Doctor of Philosophy
Department of Chemistry
Rezaie, Robert, The synthesis of potential new heterocyclic medicinal agents for dopaminergic and serotonergic systems, Doctor of Philosophy thesis, Department of Chemistry, University of Wollongong, 1997. https://ro.uow.edu.au/theses/1208
The general aim of the work was to explore the design and synthesis of new ligands which could have potential to mimic the action of neurotransmitters at the dopaminergic or serotonergic receptor sites.
The first part of the project involved studies on the design and development of medium-ring cyclophane-based potential prodrugs which could be ultimately converted to an endogenous ligand, dopamine. A photochemical route to the m-cyclophane lactams was improved and extended. New chloroacetamides and derivatives were prepared for photochemical investigation. Photolysis of (40) gave rise to a new m-cyclophane analogue (64) in good yield whose structure was confirmed by X-ray crystallography. In addition, a range of other m-cyclophanes (65), (66) and (67) were obtained from the photolysis of chloroacetamides (42), (44) and (46) respectively. Photolysis of other new chloroacetamide derivatives (52), (53), (54), (57), (58), (59), (60), (61) and (63), however, did not result in the formation of m-cyclophane lactams. Benzazepinone analogues or nonheterocyclic products were obtained instead. Mechanistic pathways for the products were indicated.
The usefulness of the photochemical approach to medium ring heterocycles was further extended. Photolysis of N-chloroacetamide derivatives, 3-chloroacetyl-7,8-dimethoxy-4,5-dihydro-lH-3-bezazepin-2 (3H)-one (86) in aqueous acetonitrile gave 11a-hydroxy-8,9-dimethoxy- 5,6,11,lla-tetrahydrooxazolo[2,3-b]benzazepin-2-(2H)-one (87) in good yield. This representative of a new heterocyclic system could be converted into the 11a-ethoxy derivative (88) by recrystallization from ethanol. The structure of (88) was confirmed by X-ray crystallography.

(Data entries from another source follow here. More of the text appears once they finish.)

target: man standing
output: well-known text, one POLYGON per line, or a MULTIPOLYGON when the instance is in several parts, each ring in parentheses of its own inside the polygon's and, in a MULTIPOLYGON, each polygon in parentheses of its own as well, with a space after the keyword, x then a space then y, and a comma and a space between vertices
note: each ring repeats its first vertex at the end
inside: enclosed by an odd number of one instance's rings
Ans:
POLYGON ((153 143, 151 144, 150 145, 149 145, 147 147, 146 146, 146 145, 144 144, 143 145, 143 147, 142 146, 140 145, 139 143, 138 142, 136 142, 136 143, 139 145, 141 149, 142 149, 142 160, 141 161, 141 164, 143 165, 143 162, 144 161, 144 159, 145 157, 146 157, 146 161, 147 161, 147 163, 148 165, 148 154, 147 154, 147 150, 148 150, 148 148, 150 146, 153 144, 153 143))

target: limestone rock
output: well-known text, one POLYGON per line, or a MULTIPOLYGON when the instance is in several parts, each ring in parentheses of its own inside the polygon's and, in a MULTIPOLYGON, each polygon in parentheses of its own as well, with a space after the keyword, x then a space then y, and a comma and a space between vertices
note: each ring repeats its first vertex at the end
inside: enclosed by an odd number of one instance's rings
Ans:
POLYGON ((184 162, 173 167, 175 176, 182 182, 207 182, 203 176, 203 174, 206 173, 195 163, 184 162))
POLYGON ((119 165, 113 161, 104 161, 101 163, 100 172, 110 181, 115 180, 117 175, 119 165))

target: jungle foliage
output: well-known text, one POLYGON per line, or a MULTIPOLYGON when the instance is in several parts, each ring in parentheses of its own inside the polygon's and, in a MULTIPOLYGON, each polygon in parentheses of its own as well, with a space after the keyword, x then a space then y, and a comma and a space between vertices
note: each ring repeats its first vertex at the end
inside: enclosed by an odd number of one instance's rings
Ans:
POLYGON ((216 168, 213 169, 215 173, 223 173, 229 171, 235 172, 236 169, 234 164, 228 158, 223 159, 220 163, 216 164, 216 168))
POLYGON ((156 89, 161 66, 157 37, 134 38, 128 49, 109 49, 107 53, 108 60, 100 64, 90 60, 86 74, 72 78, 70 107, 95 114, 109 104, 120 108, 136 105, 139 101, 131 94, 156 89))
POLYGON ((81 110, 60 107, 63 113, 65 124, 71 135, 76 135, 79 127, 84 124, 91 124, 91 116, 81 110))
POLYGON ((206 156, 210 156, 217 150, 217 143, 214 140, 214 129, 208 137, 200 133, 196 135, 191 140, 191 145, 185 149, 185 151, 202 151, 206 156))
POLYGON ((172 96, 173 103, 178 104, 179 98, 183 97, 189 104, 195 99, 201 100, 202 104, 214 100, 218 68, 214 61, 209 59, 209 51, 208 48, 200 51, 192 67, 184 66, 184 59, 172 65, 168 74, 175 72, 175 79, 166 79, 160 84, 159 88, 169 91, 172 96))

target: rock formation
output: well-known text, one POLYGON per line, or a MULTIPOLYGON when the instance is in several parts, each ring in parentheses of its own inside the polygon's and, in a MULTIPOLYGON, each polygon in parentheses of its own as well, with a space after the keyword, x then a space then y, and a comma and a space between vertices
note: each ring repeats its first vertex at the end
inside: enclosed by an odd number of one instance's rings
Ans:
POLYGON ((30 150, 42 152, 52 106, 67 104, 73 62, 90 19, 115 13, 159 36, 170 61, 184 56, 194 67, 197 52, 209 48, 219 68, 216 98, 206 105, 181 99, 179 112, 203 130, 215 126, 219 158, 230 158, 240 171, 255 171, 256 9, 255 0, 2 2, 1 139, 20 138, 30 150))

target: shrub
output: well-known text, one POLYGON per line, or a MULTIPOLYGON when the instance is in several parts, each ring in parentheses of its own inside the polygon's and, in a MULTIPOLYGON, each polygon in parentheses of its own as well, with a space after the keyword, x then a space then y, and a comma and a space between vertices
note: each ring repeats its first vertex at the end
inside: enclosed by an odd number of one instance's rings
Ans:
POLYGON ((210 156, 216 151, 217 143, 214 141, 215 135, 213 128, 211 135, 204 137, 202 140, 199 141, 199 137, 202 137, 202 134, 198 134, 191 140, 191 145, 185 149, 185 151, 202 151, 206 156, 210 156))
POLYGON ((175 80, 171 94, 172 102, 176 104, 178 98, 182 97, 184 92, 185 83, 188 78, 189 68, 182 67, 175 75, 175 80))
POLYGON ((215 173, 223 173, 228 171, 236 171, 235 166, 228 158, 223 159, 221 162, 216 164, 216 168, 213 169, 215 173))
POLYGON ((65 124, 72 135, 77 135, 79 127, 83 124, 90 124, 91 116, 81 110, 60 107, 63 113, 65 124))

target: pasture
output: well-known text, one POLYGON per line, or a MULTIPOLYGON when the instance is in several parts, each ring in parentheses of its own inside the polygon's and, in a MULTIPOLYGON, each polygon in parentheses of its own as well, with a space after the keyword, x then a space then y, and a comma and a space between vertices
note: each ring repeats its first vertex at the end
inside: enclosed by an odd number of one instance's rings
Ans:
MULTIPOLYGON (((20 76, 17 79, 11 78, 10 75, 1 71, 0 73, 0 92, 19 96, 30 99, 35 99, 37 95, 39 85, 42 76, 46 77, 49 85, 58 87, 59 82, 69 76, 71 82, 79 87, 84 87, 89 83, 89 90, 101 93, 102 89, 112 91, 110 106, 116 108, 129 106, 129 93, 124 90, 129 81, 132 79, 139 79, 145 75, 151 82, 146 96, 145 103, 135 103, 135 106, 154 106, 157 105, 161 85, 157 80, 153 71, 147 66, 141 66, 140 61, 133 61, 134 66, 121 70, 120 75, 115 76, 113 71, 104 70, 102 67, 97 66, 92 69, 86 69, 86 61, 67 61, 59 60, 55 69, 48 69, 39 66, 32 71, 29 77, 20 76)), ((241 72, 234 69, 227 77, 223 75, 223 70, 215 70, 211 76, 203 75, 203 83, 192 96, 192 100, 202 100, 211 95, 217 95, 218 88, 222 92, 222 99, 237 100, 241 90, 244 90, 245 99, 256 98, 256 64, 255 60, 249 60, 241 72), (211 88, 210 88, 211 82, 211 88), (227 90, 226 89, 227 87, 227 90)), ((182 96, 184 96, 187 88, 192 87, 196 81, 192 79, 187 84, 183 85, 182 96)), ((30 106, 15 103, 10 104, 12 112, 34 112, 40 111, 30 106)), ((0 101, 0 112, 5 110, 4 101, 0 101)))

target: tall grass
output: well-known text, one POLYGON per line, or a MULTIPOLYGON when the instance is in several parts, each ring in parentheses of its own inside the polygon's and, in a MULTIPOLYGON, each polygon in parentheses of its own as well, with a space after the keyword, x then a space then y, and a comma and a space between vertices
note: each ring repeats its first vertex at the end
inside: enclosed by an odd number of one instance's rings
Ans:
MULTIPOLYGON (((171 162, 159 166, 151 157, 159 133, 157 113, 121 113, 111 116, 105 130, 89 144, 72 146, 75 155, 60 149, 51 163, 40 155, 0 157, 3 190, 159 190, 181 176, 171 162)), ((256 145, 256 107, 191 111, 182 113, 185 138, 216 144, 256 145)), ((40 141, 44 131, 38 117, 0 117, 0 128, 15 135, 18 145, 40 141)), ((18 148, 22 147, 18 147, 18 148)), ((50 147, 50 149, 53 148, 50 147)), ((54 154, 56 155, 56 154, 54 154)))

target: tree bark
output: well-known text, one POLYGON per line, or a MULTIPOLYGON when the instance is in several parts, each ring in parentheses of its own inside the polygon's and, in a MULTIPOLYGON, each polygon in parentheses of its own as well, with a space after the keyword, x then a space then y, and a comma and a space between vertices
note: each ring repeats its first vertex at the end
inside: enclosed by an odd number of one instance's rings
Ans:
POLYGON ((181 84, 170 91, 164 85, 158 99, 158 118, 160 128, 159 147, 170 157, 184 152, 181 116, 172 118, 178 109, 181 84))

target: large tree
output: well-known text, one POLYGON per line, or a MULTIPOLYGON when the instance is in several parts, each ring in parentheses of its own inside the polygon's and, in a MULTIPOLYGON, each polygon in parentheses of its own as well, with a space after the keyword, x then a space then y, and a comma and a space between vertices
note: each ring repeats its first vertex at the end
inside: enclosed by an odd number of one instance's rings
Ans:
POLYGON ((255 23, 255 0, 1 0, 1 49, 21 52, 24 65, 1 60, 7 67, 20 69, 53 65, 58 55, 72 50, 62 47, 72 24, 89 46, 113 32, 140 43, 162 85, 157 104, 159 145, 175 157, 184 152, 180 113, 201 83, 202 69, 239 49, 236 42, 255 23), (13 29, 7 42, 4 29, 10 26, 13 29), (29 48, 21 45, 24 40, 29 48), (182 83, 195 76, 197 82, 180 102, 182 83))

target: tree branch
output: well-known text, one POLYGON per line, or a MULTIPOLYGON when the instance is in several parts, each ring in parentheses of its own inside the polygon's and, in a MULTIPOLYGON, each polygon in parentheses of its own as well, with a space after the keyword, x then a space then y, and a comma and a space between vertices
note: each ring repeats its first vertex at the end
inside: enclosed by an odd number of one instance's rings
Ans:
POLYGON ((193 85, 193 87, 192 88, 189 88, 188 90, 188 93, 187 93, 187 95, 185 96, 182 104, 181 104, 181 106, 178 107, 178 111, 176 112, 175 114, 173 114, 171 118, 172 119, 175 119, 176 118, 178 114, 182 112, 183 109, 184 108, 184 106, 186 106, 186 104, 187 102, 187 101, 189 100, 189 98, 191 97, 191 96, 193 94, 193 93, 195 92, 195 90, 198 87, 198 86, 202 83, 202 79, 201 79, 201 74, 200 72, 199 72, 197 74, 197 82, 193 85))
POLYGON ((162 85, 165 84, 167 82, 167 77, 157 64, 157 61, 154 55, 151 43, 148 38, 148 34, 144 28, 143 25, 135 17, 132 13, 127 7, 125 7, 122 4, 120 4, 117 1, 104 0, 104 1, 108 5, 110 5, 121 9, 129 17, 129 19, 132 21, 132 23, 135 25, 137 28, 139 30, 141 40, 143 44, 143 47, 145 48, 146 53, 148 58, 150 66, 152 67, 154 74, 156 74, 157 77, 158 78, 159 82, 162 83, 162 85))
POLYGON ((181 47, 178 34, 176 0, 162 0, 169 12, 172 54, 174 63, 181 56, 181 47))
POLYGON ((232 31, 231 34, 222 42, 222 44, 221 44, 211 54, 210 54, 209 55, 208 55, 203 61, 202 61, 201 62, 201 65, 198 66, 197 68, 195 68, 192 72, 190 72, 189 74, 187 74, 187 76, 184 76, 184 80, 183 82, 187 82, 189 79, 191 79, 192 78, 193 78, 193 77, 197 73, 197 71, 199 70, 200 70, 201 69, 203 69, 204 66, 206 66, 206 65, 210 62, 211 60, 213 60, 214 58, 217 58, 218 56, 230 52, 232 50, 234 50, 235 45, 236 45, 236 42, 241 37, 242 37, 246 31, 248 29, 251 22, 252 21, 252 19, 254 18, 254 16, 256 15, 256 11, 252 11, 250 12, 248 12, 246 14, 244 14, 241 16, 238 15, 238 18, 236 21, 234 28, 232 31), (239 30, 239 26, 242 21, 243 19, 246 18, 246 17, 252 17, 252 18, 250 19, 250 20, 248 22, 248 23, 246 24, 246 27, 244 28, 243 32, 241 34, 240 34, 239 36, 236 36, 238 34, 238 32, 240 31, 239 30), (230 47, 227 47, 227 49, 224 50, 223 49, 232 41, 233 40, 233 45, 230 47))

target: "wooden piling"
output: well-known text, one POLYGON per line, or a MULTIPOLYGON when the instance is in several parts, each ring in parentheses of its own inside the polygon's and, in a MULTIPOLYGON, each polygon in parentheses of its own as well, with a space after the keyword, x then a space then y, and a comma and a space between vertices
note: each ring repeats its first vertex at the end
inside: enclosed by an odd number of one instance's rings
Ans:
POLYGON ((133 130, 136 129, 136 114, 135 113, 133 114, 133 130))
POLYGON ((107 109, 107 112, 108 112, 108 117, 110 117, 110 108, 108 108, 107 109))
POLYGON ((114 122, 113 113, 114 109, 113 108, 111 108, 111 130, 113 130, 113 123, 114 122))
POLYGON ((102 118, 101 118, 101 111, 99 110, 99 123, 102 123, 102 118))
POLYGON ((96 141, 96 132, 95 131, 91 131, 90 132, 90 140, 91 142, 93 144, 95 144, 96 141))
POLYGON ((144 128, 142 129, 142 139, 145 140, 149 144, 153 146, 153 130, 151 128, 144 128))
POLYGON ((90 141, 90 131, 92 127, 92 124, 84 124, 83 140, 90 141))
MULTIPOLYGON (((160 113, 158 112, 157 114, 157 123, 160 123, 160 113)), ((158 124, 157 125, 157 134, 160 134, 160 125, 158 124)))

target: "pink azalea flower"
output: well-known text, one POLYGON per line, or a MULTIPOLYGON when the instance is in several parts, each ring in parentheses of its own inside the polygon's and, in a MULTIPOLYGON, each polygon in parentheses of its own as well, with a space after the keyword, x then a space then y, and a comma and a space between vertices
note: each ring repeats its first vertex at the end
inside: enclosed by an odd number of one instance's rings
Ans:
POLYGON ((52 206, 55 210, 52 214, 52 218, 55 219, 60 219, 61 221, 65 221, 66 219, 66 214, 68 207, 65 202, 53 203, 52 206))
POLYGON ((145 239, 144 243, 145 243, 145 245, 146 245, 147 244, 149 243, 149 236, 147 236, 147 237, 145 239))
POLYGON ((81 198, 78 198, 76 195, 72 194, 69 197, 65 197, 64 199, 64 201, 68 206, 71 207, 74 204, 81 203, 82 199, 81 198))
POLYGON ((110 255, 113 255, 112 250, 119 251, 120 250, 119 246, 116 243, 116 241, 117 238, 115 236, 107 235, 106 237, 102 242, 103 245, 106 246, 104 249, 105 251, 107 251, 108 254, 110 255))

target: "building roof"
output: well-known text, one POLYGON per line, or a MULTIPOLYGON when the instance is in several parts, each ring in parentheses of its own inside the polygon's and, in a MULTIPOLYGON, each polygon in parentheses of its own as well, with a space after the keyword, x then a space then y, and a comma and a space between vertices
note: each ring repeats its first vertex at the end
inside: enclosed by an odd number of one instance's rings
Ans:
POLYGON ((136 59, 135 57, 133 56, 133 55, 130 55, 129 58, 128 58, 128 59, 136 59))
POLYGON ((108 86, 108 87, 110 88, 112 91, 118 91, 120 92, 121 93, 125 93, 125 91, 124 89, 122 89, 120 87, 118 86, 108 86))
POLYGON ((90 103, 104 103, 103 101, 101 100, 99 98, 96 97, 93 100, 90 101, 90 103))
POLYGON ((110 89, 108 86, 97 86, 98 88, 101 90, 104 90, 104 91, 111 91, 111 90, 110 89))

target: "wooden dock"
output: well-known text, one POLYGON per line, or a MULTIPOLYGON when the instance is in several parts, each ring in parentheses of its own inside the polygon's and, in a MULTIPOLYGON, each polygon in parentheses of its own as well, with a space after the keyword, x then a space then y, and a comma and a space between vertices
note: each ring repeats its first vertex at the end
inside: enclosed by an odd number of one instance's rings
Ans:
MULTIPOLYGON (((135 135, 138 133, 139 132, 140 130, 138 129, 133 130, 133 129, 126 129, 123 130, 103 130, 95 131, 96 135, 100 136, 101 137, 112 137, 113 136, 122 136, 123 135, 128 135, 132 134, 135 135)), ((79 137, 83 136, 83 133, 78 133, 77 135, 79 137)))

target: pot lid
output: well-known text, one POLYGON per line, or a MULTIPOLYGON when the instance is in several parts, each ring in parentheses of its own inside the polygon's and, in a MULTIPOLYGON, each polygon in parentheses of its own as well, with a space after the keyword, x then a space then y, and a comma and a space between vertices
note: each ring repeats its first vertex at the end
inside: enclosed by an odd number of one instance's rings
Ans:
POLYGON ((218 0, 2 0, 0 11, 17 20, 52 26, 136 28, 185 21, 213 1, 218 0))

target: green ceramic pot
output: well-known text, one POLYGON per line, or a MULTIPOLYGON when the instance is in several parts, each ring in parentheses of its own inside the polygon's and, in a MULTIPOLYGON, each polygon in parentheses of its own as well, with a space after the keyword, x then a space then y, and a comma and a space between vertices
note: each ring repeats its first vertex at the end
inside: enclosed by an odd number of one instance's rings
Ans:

Work was also conducted to develop methods to modify the bridging chain of the m-cyclophane derivatives as part of the potential prodrug studies. Further to this effort, some new chemistry associated with approaches to fused indole systems from the m-cyclophane precursors was uncovered. Reaction of cyclophane lactams (8) and (64) with N-bromosuccinimide in the presence of a catalytic amount of azobisisobutyronitrile led to new seven membered ring fused indolic derivatives (104-112) via C-N intramolecular cyclisation. The reaction, however, did not proceed with N-protected lactam functionality in the bridging ring. Alternative C-C cyclisation in (8) by using boron tribromide gave the previously reported imine (102) which, in turn, was used to prepare the new tricyclic chloroacetamide derivatives (119), (120) and (121) for photochemical investigation. Ultraviolet irradiation of the silylated eneamide (121) afforded a benzopyran chloroacetamide derivative (122) in low yield.
The second part of this project was involved with the design and development of non-natural ligands for serotonergic sites and was carried out under a scientific exchange program at the Universite of Orleans (France). A new series of 3,4-dihydro-3-amino-2H-benzopyran derivatives with various C5-substituents, (146), (143), (145), (137), (158), (159), (160), (141) and (178) were successfully prepared. The substituents were introduced via palladium-mediated cross-coupling reactions. The effect of these different groups in the 5-position on the interactions with 5HT1A-and 5HT7-subtype receptors was evaluated. In vitro studies, carried out by the pharmaceutical company SERVIER indicated that these derivatives are very active agonists while the ketones (145) and (160) are more potent than the lead compounds at the serotonergic receptor sites. In an extension of this work,an azido derivative, (69) was also synthesised for future photo-affinity labelling of the above receptors.